I have three datasets with 1600
, 400
and 200
images respectively. I use ConcatDataset
to merge the images in the three datasets. However, I see that the model learns to perform well on the first dataset (with 1600
images) and performs poorly on the other two. Is it possible to assign weights to the three datasets so that the network sees the images from second and third datasets more often that the images from first dataset. Specifically, I want to give weights to the individual datasets as 2200/1600
, 2200/400
and 2200/200
so that the images are sampled as I want. Also, is there any other way to achieve this? Thanks in advance for any help.

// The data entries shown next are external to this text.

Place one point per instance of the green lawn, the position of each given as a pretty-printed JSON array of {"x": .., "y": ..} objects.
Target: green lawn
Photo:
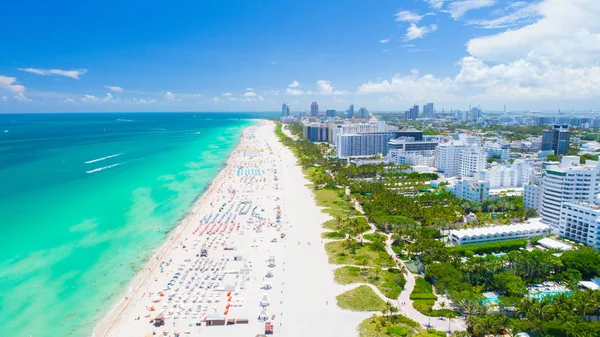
[
  {"x": 367, "y": 254},
  {"x": 389, "y": 281},
  {"x": 334, "y": 202},
  {"x": 375, "y": 237},
  {"x": 342, "y": 225},
  {"x": 333, "y": 235},
  {"x": 361, "y": 298},
  {"x": 391, "y": 325},
  {"x": 423, "y": 300}
]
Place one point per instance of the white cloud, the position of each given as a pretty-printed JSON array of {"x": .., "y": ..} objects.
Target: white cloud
[
  {"x": 551, "y": 60},
  {"x": 408, "y": 16},
  {"x": 21, "y": 97},
  {"x": 416, "y": 32},
  {"x": 9, "y": 83},
  {"x": 107, "y": 98},
  {"x": 294, "y": 92},
  {"x": 146, "y": 101},
  {"x": 458, "y": 9},
  {"x": 522, "y": 13},
  {"x": 435, "y": 4},
  {"x": 74, "y": 74},
  {"x": 114, "y": 88},
  {"x": 170, "y": 97},
  {"x": 325, "y": 88},
  {"x": 90, "y": 99}
]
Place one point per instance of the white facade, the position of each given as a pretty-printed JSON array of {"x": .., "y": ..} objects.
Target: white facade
[
  {"x": 499, "y": 233},
  {"x": 470, "y": 189},
  {"x": 532, "y": 193},
  {"x": 447, "y": 158},
  {"x": 363, "y": 145},
  {"x": 422, "y": 158},
  {"x": 568, "y": 181},
  {"x": 498, "y": 150},
  {"x": 580, "y": 222},
  {"x": 472, "y": 161},
  {"x": 501, "y": 176}
]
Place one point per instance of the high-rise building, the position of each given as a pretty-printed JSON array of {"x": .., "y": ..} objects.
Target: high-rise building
[
  {"x": 428, "y": 110},
  {"x": 350, "y": 112},
  {"x": 314, "y": 109},
  {"x": 447, "y": 158},
  {"x": 363, "y": 112},
  {"x": 285, "y": 109},
  {"x": 556, "y": 139},
  {"x": 566, "y": 182},
  {"x": 580, "y": 222},
  {"x": 471, "y": 162},
  {"x": 363, "y": 144},
  {"x": 412, "y": 113}
]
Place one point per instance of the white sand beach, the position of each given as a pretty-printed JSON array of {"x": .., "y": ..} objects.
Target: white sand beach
[{"x": 265, "y": 261}]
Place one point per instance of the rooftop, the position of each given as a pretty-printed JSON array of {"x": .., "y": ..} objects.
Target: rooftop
[
  {"x": 554, "y": 244},
  {"x": 534, "y": 224}
]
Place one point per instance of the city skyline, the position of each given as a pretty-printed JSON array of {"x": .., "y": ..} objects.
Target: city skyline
[{"x": 216, "y": 57}]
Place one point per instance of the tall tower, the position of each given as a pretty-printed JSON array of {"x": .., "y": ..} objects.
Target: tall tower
[{"x": 314, "y": 109}]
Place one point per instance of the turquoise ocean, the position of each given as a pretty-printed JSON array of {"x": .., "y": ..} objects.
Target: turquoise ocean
[{"x": 85, "y": 200}]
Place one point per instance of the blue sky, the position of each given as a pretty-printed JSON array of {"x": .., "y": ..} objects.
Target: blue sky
[{"x": 253, "y": 55}]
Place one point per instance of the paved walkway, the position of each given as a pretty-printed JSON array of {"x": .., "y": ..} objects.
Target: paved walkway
[{"x": 404, "y": 302}]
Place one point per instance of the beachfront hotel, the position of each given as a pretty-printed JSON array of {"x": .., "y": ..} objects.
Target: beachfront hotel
[
  {"x": 580, "y": 222},
  {"x": 527, "y": 230}
]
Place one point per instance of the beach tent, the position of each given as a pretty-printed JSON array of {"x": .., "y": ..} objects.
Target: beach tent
[
  {"x": 264, "y": 301},
  {"x": 263, "y": 316}
]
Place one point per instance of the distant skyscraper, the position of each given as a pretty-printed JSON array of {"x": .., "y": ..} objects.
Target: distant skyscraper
[
  {"x": 314, "y": 109},
  {"x": 363, "y": 112},
  {"x": 556, "y": 139},
  {"x": 412, "y": 113},
  {"x": 351, "y": 111},
  {"x": 428, "y": 110},
  {"x": 285, "y": 109}
]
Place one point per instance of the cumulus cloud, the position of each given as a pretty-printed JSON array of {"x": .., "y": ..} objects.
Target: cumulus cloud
[
  {"x": 114, "y": 88},
  {"x": 9, "y": 83},
  {"x": 170, "y": 97},
  {"x": 21, "y": 97},
  {"x": 458, "y": 9},
  {"x": 325, "y": 88},
  {"x": 415, "y": 32},
  {"x": 552, "y": 59},
  {"x": 74, "y": 74},
  {"x": 408, "y": 16},
  {"x": 435, "y": 4}
]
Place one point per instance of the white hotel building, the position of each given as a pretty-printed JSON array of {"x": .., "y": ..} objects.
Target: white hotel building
[
  {"x": 580, "y": 222},
  {"x": 499, "y": 233},
  {"x": 569, "y": 181}
]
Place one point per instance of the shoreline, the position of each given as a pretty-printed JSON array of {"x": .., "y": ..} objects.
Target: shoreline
[{"x": 107, "y": 322}]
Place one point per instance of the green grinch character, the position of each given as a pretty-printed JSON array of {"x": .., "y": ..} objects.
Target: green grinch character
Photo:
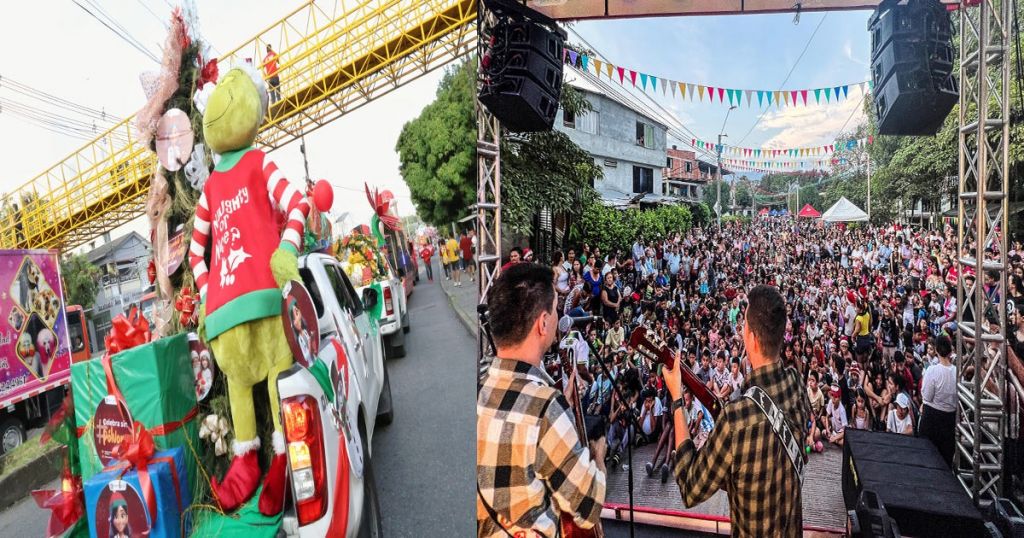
[{"x": 245, "y": 205}]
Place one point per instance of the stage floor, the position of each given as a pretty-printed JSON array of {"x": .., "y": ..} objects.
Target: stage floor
[{"x": 822, "y": 495}]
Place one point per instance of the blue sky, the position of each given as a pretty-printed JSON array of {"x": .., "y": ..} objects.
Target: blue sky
[{"x": 745, "y": 51}]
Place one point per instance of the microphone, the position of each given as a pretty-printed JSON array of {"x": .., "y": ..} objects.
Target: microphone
[{"x": 566, "y": 323}]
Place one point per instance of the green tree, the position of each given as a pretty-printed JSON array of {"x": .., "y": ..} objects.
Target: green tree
[
  {"x": 546, "y": 170},
  {"x": 81, "y": 280},
  {"x": 437, "y": 150}
]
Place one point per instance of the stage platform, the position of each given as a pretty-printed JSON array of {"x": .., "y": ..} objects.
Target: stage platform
[{"x": 824, "y": 511}]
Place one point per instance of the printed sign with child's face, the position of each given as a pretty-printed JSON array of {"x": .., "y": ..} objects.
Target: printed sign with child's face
[
  {"x": 120, "y": 512},
  {"x": 301, "y": 325},
  {"x": 111, "y": 425}
]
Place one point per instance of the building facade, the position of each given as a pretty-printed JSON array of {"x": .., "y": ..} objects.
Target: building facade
[
  {"x": 123, "y": 279},
  {"x": 627, "y": 143}
]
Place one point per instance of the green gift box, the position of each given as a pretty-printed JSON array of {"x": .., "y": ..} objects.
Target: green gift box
[{"x": 158, "y": 389}]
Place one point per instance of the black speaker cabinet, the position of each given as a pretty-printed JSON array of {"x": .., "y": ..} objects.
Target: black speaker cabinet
[{"x": 911, "y": 67}]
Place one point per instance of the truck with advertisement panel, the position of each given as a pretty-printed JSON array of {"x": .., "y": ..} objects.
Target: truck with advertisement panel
[{"x": 35, "y": 344}]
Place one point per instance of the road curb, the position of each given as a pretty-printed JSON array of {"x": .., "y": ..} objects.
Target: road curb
[
  {"x": 467, "y": 320},
  {"x": 34, "y": 474}
]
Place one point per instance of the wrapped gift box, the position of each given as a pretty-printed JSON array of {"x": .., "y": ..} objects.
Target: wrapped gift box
[
  {"x": 117, "y": 497},
  {"x": 158, "y": 387}
]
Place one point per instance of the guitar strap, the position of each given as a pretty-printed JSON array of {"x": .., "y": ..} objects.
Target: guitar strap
[
  {"x": 780, "y": 426},
  {"x": 492, "y": 512}
]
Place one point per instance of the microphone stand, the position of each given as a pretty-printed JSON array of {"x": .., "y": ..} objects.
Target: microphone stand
[{"x": 633, "y": 423}]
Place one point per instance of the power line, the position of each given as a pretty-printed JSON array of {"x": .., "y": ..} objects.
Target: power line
[
  {"x": 794, "y": 68},
  {"x": 29, "y": 91},
  {"x": 127, "y": 39}
]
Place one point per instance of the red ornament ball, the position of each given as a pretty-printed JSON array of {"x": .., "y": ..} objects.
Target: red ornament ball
[{"x": 323, "y": 196}]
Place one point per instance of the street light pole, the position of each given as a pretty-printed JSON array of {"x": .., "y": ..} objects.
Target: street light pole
[{"x": 718, "y": 189}]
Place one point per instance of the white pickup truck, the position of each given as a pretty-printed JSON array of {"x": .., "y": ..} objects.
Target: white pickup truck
[
  {"x": 394, "y": 313},
  {"x": 330, "y": 443}
]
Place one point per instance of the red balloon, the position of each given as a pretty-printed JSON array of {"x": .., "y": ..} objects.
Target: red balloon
[{"x": 323, "y": 196}]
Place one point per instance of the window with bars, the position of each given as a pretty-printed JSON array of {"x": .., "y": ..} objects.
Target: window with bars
[{"x": 643, "y": 179}]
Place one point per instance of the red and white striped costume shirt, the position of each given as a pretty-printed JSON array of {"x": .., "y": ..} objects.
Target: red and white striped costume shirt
[{"x": 241, "y": 212}]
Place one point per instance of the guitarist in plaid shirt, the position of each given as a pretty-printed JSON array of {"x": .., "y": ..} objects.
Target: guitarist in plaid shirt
[
  {"x": 530, "y": 465},
  {"x": 743, "y": 455}
]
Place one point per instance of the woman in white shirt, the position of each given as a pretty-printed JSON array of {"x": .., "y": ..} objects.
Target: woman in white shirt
[{"x": 938, "y": 391}]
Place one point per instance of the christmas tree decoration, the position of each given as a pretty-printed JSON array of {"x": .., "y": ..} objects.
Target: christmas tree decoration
[
  {"x": 155, "y": 385},
  {"x": 252, "y": 258}
]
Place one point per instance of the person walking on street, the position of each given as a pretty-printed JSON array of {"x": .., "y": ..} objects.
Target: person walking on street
[
  {"x": 270, "y": 68},
  {"x": 466, "y": 247},
  {"x": 453, "y": 248},
  {"x": 425, "y": 253}
]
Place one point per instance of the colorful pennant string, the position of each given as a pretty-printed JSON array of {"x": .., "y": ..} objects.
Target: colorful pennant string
[{"x": 731, "y": 96}]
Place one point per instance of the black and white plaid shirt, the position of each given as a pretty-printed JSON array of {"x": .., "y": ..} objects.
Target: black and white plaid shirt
[
  {"x": 744, "y": 457},
  {"x": 529, "y": 462}
]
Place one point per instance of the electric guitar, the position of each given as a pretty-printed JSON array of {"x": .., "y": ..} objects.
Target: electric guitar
[
  {"x": 647, "y": 343},
  {"x": 568, "y": 527}
]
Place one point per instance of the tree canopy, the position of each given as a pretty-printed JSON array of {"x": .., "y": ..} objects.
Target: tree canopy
[
  {"x": 81, "y": 281},
  {"x": 437, "y": 150}
]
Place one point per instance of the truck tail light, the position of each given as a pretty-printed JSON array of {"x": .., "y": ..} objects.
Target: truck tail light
[
  {"x": 388, "y": 302},
  {"x": 305, "y": 456}
]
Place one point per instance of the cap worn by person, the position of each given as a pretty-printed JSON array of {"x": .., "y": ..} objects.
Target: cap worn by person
[{"x": 903, "y": 401}]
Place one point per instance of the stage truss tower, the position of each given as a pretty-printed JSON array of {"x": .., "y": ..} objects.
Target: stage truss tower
[
  {"x": 488, "y": 191},
  {"x": 984, "y": 139}
]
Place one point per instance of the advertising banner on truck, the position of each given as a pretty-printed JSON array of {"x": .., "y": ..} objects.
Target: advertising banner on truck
[{"x": 34, "y": 347}]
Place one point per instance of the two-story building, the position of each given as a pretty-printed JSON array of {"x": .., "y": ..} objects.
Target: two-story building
[
  {"x": 627, "y": 142},
  {"x": 123, "y": 281}
]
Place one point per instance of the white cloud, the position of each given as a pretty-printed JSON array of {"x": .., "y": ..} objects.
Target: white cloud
[{"x": 812, "y": 125}]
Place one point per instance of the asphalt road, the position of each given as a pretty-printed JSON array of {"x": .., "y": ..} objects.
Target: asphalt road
[{"x": 425, "y": 460}]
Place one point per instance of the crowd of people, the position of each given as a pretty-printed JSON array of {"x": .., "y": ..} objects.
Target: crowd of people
[{"x": 871, "y": 321}]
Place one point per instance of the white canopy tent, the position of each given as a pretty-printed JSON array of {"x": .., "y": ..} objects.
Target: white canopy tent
[{"x": 844, "y": 211}]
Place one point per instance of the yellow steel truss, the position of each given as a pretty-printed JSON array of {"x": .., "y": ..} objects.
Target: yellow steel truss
[{"x": 335, "y": 56}]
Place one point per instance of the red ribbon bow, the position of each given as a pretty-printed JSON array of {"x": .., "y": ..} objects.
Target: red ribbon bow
[
  {"x": 127, "y": 332},
  {"x": 135, "y": 452},
  {"x": 209, "y": 73},
  {"x": 67, "y": 505},
  {"x": 185, "y": 302}
]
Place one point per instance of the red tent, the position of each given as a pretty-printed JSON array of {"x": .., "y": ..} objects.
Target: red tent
[{"x": 809, "y": 212}]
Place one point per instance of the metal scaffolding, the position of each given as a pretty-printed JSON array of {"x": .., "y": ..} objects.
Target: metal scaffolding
[
  {"x": 488, "y": 191},
  {"x": 981, "y": 316}
]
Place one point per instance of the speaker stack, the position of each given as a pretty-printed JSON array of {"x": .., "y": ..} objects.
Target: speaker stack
[
  {"x": 911, "y": 66},
  {"x": 520, "y": 67}
]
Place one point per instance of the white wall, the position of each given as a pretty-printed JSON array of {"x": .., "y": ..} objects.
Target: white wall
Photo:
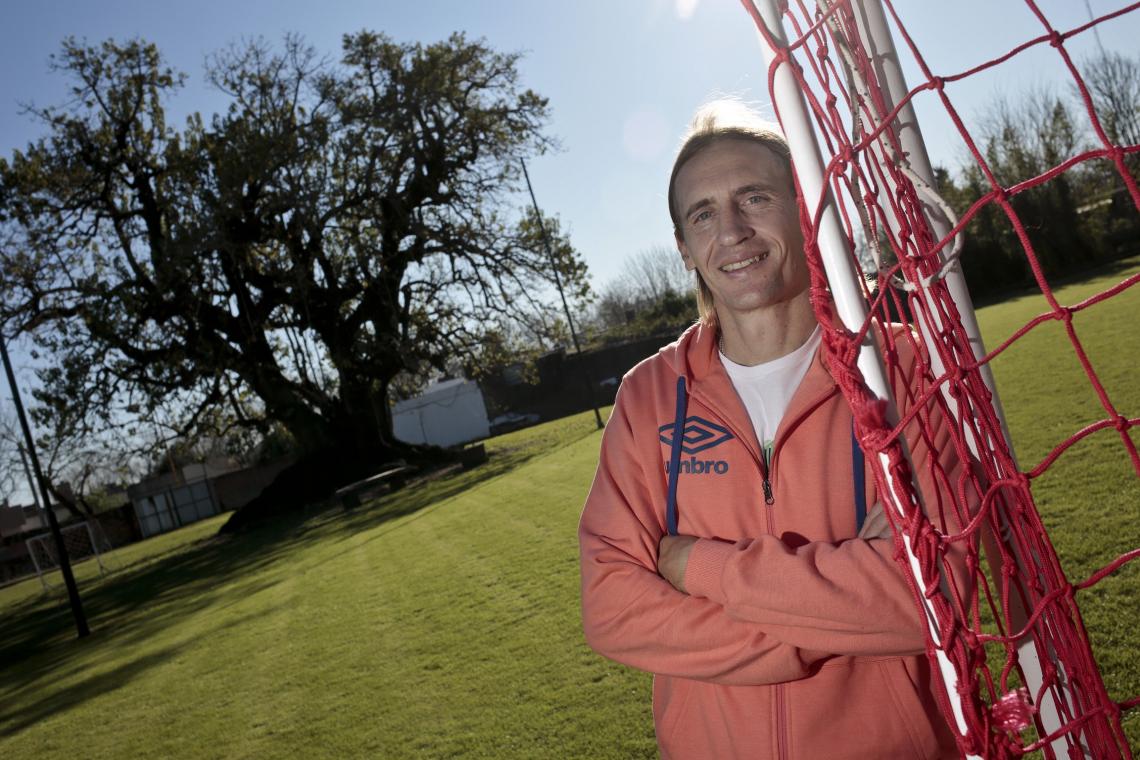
[{"x": 446, "y": 414}]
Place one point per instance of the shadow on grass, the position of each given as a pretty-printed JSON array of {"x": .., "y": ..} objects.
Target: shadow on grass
[
  {"x": 143, "y": 602},
  {"x": 1056, "y": 282}
]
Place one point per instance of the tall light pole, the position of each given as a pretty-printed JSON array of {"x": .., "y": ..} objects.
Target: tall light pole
[
  {"x": 566, "y": 307},
  {"x": 60, "y": 549}
]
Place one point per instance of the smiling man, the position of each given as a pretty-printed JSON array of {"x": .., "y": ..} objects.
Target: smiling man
[{"x": 726, "y": 546}]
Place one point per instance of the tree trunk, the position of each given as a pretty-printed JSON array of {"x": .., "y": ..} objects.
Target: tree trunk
[{"x": 361, "y": 444}]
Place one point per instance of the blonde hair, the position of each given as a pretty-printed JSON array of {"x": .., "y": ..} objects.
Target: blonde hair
[{"x": 725, "y": 119}]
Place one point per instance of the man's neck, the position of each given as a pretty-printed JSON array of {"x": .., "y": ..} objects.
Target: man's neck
[{"x": 767, "y": 334}]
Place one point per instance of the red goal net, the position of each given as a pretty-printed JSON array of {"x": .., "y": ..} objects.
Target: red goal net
[{"x": 884, "y": 245}]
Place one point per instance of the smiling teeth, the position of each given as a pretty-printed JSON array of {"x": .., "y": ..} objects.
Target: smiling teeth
[{"x": 741, "y": 264}]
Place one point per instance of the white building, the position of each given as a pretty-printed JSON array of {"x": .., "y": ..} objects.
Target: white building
[{"x": 445, "y": 414}]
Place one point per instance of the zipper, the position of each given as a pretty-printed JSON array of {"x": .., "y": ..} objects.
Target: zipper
[
  {"x": 781, "y": 724},
  {"x": 766, "y": 456}
]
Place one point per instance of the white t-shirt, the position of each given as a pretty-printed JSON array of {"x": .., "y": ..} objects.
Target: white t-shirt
[{"x": 766, "y": 389}]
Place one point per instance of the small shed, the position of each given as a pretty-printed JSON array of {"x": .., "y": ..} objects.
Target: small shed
[{"x": 446, "y": 414}]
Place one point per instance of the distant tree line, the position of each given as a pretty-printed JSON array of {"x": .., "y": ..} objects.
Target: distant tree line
[
  {"x": 1076, "y": 219},
  {"x": 343, "y": 230}
]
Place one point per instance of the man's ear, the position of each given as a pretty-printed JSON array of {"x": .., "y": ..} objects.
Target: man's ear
[{"x": 684, "y": 252}]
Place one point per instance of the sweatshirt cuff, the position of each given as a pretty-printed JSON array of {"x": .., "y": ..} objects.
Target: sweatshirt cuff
[{"x": 706, "y": 563}]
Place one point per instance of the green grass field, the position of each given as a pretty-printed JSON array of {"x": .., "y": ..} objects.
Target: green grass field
[{"x": 442, "y": 621}]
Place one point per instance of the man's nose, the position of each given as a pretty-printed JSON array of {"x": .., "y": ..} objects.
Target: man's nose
[{"x": 733, "y": 228}]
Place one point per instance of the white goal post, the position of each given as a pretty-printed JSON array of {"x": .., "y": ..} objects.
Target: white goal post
[{"x": 81, "y": 541}]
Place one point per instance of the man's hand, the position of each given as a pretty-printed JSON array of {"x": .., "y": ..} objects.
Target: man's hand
[
  {"x": 673, "y": 558},
  {"x": 876, "y": 524}
]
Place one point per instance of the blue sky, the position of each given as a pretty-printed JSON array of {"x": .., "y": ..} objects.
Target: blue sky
[{"x": 623, "y": 75}]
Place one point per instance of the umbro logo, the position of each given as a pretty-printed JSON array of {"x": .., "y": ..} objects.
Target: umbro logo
[{"x": 698, "y": 434}]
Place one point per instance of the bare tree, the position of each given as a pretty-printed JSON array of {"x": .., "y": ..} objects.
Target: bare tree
[
  {"x": 653, "y": 272},
  {"x": 1114, "y": 83}
]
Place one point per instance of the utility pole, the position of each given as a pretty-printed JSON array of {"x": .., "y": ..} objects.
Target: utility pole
[
  {"x": 566, "y": 307},
  {"x": 60, "y": 549}
]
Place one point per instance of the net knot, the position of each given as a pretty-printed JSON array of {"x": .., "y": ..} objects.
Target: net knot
[{"x": 1014, "y": 712}]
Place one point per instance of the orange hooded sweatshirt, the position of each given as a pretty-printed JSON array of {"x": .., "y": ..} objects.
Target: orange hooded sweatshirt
[{"x": 795, "y": 639}]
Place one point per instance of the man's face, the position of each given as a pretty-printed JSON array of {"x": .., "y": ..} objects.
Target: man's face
[{"x": 740, "y": 227}]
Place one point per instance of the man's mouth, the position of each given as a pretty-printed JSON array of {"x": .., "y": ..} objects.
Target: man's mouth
[{"x": 747, "y": 262}]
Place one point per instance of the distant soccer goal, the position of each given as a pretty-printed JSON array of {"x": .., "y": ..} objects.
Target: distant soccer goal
[{"x": 81, "y": 541}]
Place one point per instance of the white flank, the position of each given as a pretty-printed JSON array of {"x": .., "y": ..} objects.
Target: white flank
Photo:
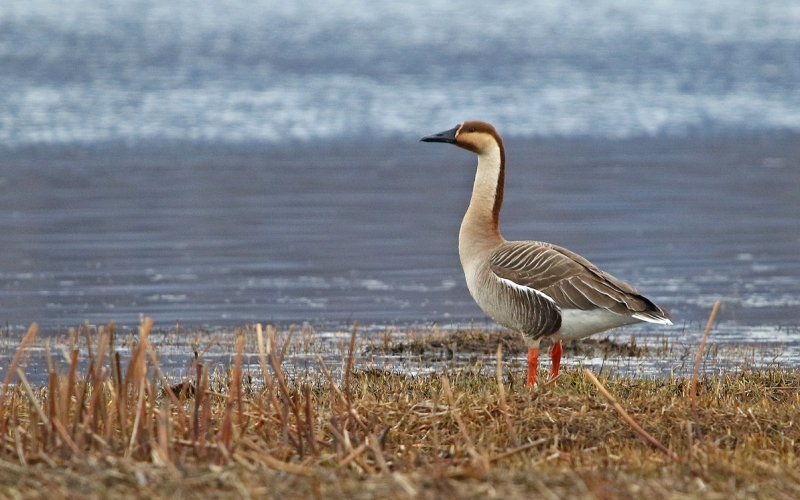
[{"x": 659, "y": 321}]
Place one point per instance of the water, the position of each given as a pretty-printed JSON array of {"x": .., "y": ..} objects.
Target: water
[{"x": 216, "y": 164}]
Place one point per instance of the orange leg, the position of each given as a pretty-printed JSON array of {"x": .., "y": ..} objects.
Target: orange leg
[
  {"x": 555, "y": 355},
  {"x": 533, "y": 362}
]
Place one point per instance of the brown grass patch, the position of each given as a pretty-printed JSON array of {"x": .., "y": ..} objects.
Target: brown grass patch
[{"x": 128, "y": 431}]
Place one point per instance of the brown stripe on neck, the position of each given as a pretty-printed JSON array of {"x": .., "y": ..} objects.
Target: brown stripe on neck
[{"x": 501, "y": 181}]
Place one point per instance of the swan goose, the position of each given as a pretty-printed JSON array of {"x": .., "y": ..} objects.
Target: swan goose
[{"x": 535, "y": 288}]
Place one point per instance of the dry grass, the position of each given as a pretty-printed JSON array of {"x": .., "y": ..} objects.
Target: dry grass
[{"x": 117, "y": 429}]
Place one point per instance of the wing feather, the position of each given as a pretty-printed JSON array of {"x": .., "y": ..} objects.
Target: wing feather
[{"x": 571, "y": 281}]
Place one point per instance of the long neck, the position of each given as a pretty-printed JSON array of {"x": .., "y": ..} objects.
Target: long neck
[{"x": 479, "y": 229}]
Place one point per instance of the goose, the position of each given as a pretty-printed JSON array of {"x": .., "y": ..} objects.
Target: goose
[{"x": 534, "y": 288}]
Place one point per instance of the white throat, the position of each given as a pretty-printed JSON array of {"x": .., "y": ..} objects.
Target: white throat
[{"x": 479, "y": 231}]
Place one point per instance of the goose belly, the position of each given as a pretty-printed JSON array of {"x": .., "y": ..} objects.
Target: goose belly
[{"x": 577, "y": 324}]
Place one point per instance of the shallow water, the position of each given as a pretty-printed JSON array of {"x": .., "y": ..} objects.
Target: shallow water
[
  {"x": 358, "y": 231},
  {"x": 210, "y": 163}
]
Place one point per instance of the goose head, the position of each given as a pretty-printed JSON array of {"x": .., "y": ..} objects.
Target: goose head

You could use a WeightedRandomSampler
as described in this post.
@ptrblck Thank you for your reply. I do not need the targets since I am training for object detection. So, I am using the following method:
dataset_train = torch.utils.data.ConcatDataset([dataset_train_1, dataset_train_2, dataset_train_3])
weights_train = [
[dataset_train.__len__() / dataset_train_1.__len__()] * dataset_train_1.__len__(),
[dataset_train.__len__() / dataset_train_2.__len__()] * dataset_train_2.__len__(),
[dataset_train.__len__() / dataset_train_3.__len__()] * dataset_train_3.__len__(),
]
weights_train = list(itertools.chain.from_iterable(weights_train))
sampler_train = torch.utils.data.WeightedRandomSampler(weights=weights_train, num_samples=len(weights_train))
This is similar to what is done in the post, except I am not weighing according to the targets, but rather the source dataset. Thank you again for your suggestion.